Deux définitions de la religion

L’une mauvaise, l’autre bonne

mardi 29 avril 2008 par Camille Tarot

Deux définitions classiques et concurrentes de la religion existent en latin, et cela a longtemps embarrassé les philologues. Grâce à Benveniste en particulier, on comprend que cela vient d’un coup de force sémantique des chrétiens.
La définition la plus connue dérive religio de religare, qui a donné le français relier. On la trouve chez le chrétien Lactance [Divinae Insitutiones, 4, 28, 12] : « Le nom de religion a été tiré du lien de piété (a vinculo pietatis), parce que Dieu se lie l’ homme (sibi Deus religaverit) et l’attache par la piété. ».
L’autre dérive religio de relegere ; elle est chez Cicéron [De natura Deorum, 2, 28, 72] : « Ceux qui reprenaient (retractarent) diligemment et en quelque sorte relegerent toutes choses qui se rapportent au culte des dieux, ceux-là ont été appelés religiosi de religere, comme elegantes de eligere et diligentes de diligere.
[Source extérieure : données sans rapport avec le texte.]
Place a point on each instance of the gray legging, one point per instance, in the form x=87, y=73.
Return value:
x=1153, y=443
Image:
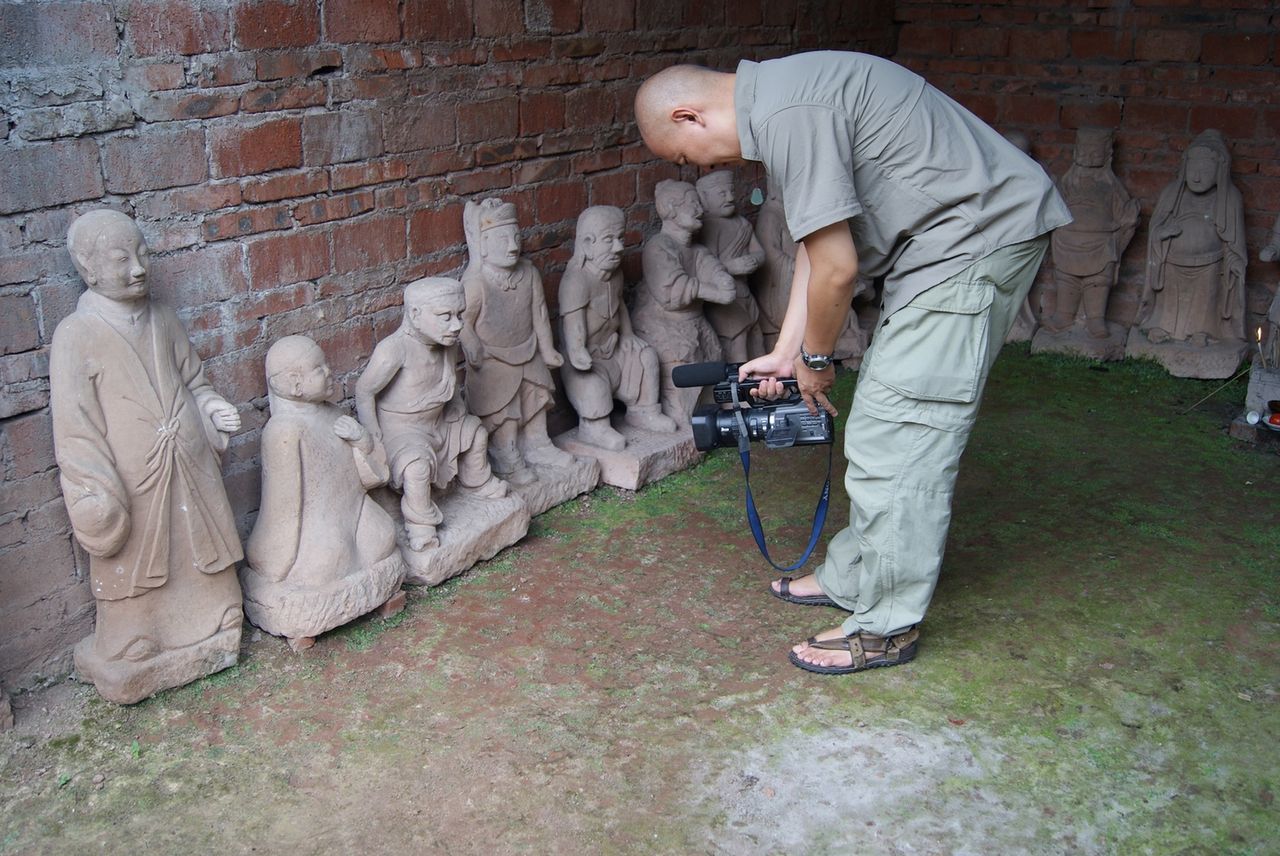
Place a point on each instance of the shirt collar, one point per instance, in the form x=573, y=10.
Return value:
x=744, y=99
Tous ces mots ont en effet le même sens de legere que religiosus. »
Les chrétiens vont garder le couple oppositionnel, mais permuter les référents en déclarant le paganisme superstitio et le christianisme vera religio . La religion romaine ainsi sortie de la religio libère le mot pour une nouvelle signification qui vient de l’apologétique chrétienne de la vraie philosophie , comme on l’a vu chez Tertullien.
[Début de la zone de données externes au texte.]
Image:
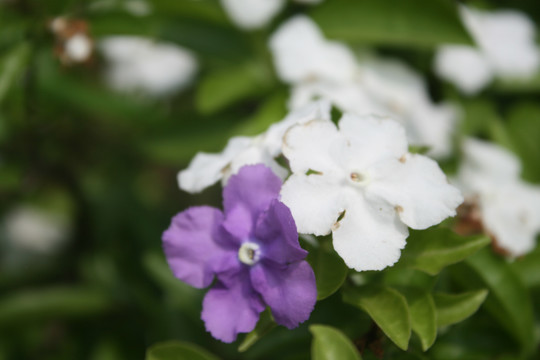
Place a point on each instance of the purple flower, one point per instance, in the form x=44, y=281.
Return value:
x=253, y=251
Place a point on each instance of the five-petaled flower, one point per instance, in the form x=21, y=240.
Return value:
x=251, y=249
x=361, y=183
"Il n’est pas fortuit que ce soit seulement chez les chrétiens qu’apparaît l’explication de religio par religare (Benveniste, t. 2, p. 272), cela correspond à une mutation dans la nature de l’objet religio qui, avec le christianisme comme vraie philosophie révélée du vrai dieu , relie l’homme à la nature de l’unique Divinité et précise la nature de la relation qu’on peut avoir avec elle par la foi.
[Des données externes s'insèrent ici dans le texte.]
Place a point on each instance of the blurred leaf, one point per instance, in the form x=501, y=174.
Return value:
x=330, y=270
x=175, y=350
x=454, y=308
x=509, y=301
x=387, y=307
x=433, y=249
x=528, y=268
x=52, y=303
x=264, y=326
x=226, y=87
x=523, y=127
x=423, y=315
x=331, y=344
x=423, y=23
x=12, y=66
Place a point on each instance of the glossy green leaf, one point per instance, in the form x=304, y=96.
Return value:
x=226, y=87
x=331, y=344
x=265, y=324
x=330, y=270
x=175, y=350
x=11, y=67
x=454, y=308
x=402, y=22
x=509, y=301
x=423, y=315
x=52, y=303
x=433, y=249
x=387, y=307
Il faut mesurer le déplacement que cela représente : la dévaluation et le refus de tout le système rituel qui définissait les religions antiques. Le conflit a donc porté sur la participation au rituel qui fait la Cité et cette grande Cité qu’est l’Empire avec son culte spécifique de Rome et de l’Empereur. Le culte de Rome et de l’Empereur se voulait une religion commune, ajoutée aux autres, et non une religion unique. 135
Camille Tarot (2008), Le symbolique et le sacré, Théories de la religion, La Découverte. Les chiffres de ces nots de lecture renvoient au pagination des ouvrages cités.